Regierungschef protestiert
Während die Staatsanwaltschaft vorläufige Ermittlungen zu dem Vorfall aufnahm, wurde die Aktion von Journalistenverbänden und Politikern scharf verurteilt. Übergangsregierungschef Arseni Jazenjuk sprach von „untragbaren Handlungen“, Innenminister Arsen Awakow bezeichnete sie als „ungeheuerlich“. Präsidentschaftskandidat Witali Klitschko rief die Abgeordneten zum Rücktritt auf.
Auch Swoboda-Chef Oleg Tjagnibok, dessen Partei an der Koalition in Kiew beteiligt ist, wies seine Abgeordneten zurecht: „Uns muss klar sein, dass wir nicht mehr in der Opposition, sondern an der Macht sind. Wir verfügen über andere Kampfmittel, selbst gegenüber Verrätern“, sagte er.
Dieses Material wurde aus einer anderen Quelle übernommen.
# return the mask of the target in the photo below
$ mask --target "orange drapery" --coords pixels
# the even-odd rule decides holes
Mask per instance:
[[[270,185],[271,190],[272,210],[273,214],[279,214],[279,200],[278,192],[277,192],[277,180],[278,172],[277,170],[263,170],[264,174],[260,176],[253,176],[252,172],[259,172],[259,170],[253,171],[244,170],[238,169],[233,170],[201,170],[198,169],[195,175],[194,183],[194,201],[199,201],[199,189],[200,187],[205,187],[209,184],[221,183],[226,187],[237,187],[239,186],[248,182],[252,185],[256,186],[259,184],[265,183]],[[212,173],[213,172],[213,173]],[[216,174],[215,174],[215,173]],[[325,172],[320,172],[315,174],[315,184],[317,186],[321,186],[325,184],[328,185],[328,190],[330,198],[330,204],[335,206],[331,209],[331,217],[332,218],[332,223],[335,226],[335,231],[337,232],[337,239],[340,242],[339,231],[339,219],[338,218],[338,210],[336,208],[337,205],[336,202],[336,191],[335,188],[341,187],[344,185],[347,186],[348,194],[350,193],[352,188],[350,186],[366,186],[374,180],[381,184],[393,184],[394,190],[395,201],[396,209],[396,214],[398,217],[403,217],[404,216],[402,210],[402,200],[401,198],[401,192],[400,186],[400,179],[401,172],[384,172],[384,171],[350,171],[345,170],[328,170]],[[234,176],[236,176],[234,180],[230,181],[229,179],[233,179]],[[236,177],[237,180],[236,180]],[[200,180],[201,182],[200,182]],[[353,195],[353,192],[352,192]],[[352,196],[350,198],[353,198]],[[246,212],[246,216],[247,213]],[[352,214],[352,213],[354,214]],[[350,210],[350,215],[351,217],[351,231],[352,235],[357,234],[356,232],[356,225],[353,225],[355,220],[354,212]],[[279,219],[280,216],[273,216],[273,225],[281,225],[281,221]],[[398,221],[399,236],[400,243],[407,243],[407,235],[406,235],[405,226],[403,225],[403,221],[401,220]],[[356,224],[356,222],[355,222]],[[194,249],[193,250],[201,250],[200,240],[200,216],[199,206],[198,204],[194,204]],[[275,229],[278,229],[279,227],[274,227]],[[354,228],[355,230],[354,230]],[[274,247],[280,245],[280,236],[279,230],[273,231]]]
Täter „von Gefühlen übermannt“
Der an der Gewaltaktion beteiligte Miroschnitschenko entschuldigte sein Verhalten später damit, dass er von seinen „Gefühlen“ übermannt worden sei. Einen Rücktritt lehnte der ehemalige Sportjournalist jedoch ab. Nach Angaben von Amnesty International gehört Miroschnitschenko ausgerechnet dem parlamentarischen Ausschuss an, der sich mit der Pressefreiheit beschäftigt. Die Menschenrechtsorganisation rief die Behörden auf sicherzustellen, dass „ein derartiges Verhalten in der Ukraine nicht toleriert wird“.
In einem Schreiben an Übergangspräsident Alexander Turtschinow wies die Organisation für Sicherheit und Zusammenarbeit in Europa (OSZE) darauf hin, dass es schon der zweite Vorfall dieser Art binnen weniger Tage sei. Laut ihren Angaben war vor kurzem eine Gruppe in die Büros des Staatssenders in der nordukrainischen Stadt Tschernigiw eingedrungen, um dessen Direktor Arkadi Bilibajew zum Rücktritt zu zwingen.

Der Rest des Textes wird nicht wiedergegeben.